★★★☆☆

LOVE him or hate him, auteur Terrence Malick used to only make films once in a blue moon – it was famously 20 years between 1978’s Days of Heaven and 1998’s The Thin Red Line – but now we get new films from him in fairly quick succession.

Following the largely derided Knight of Cups and particularly experimental Voyage of Time: Life’s Journey, his latest undoubtedly indulgent, narratively sparse and visually beautiful free-wheeling piece of cinema sees him once again in thoroughly modern Malick mode that will infuriate those who already can’t stand him and challenge those still willing to cling on board.

The plot, such as it is, focuses on the love triangle between up-and-coming songwriters Faye (Rooney Mara) and BV (Ryan Gosling), both left, and overbearing music mogul Cook (Michael Fassbender) who ensnares beautiful wide-eyed waitress Rhonda (Natalie Portman).

The lives of these lost souls become entangled against the backdrop of the bustling Austin, Texas music scene.
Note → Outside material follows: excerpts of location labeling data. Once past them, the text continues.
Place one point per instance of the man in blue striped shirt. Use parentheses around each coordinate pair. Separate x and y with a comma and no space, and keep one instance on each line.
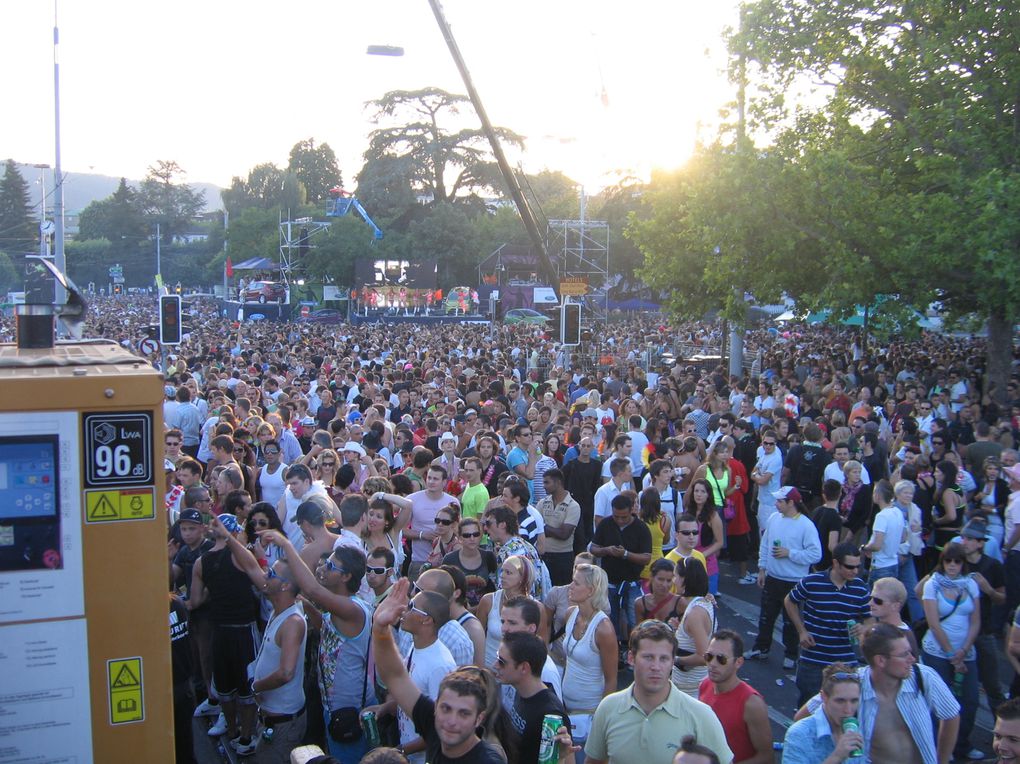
(899,699)
(819,607)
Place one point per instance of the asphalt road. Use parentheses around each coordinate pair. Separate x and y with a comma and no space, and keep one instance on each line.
(737,609)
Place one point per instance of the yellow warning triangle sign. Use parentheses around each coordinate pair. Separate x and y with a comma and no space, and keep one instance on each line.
(104,510)
(125,678)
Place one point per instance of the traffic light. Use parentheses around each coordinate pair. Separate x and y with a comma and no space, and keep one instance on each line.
(570,323)
(169,319)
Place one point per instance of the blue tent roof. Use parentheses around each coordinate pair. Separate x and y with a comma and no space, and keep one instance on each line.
(634,304)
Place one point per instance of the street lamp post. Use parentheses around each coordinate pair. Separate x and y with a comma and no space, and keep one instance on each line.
(44,232)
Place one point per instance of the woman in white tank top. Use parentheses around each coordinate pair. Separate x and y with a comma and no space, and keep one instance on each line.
(695,629)
(516,581)
(590,645)
(271,485)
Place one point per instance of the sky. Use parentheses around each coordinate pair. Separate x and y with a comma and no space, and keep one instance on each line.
(222,86)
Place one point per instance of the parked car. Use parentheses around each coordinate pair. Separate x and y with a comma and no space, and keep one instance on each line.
(323,315)
(525,315)
(264,292)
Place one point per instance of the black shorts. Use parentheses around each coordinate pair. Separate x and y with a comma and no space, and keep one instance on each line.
(233,650)
(738,548)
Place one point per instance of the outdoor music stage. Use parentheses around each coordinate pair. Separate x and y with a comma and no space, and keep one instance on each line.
(385,317)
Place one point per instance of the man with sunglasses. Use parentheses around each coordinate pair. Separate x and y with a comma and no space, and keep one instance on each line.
(448,720)
(426,658)
(820,607)
(278,670)
(741,708)
(270,475)
(518,664)
(899,699)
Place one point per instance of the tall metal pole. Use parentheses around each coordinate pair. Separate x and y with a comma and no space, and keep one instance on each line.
(44,248)
(515,191)
(736,336)
(158,269)
(226,223)
(58,253)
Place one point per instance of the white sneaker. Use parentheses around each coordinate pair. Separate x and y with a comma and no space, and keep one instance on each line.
(244,749)
(207,709)
(218,727)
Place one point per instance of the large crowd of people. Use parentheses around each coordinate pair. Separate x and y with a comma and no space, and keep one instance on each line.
(404,543)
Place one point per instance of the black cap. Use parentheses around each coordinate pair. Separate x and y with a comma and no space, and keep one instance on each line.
(191,515)
(309,512)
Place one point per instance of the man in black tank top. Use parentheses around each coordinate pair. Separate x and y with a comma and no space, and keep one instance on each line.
(233,609)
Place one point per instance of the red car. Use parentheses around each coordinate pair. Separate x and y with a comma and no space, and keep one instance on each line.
(264,292)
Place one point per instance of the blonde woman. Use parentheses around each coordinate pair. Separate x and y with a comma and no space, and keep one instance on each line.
(591,648)
(516,578)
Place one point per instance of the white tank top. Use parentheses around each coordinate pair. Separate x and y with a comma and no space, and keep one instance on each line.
(689,680)
(582,677)
(290,698)
(494,628)
(272,486)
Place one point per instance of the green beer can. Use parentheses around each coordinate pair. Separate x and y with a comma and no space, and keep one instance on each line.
(549,752)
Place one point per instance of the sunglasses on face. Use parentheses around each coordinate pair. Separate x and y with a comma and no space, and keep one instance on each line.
(271,573)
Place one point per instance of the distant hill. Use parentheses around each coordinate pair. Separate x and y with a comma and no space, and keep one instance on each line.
(81,189)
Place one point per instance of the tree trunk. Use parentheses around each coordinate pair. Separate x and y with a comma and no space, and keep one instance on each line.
(1000,356)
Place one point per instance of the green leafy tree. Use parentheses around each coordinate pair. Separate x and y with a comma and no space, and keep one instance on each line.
(17,228)
(497,227)
(316,167)
(10,279)
(118,218)
(90,260)
(443,164)
(922,95)
(386,189)
(899,183)
(615,204)
(334,252)
(168,201)
(267,187)
(448,237)
(554,196)
(254,234)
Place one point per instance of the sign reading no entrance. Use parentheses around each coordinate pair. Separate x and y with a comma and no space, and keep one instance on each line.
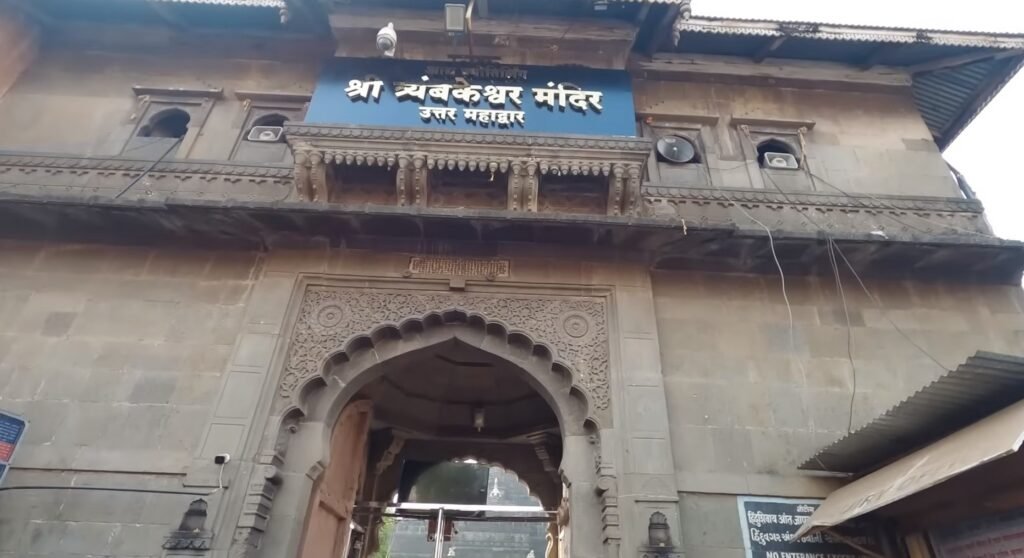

In many ways you get out of Malick’s films what you bring to it and Song to Song is no different. His almost spiritually indulgent, evocative and singular style is a challenge; the dialogue is enigmatic and strange in both portentous, often whispered voice-overs and utterings between the characters, brought to life with performances that seem to play on the actors’ good looks and starry personas. It’s a film that challenges you to engage, however frustrating its style may make it to do so.

It’s the strongest sense of time and place that Malick has conjured since his masterpiece The Tree of Life, whisking us on a star-studded mosaic journey of love, lust and pained longing where the music blares loud, the surroundings are lit with cinematographer Emmanuel Lubezki’s beautiful light and Val Kilmer turns up at one point with a chainsaw.

It may be self-indulgent but this is the sort of film you don’t see every week.

By this point it’s pretty clear that this is the Malick we’re stuck with and I’d rather have someone whose work evokes a strong sense of personality like this than something that toes the line. His latest is as rewarding as it is vexing, creating a world that sits halfway between an allusive dream half remembered upon waking and a handsome perfume advert that’s at once alluring and a peculiarly, dramatically intangible.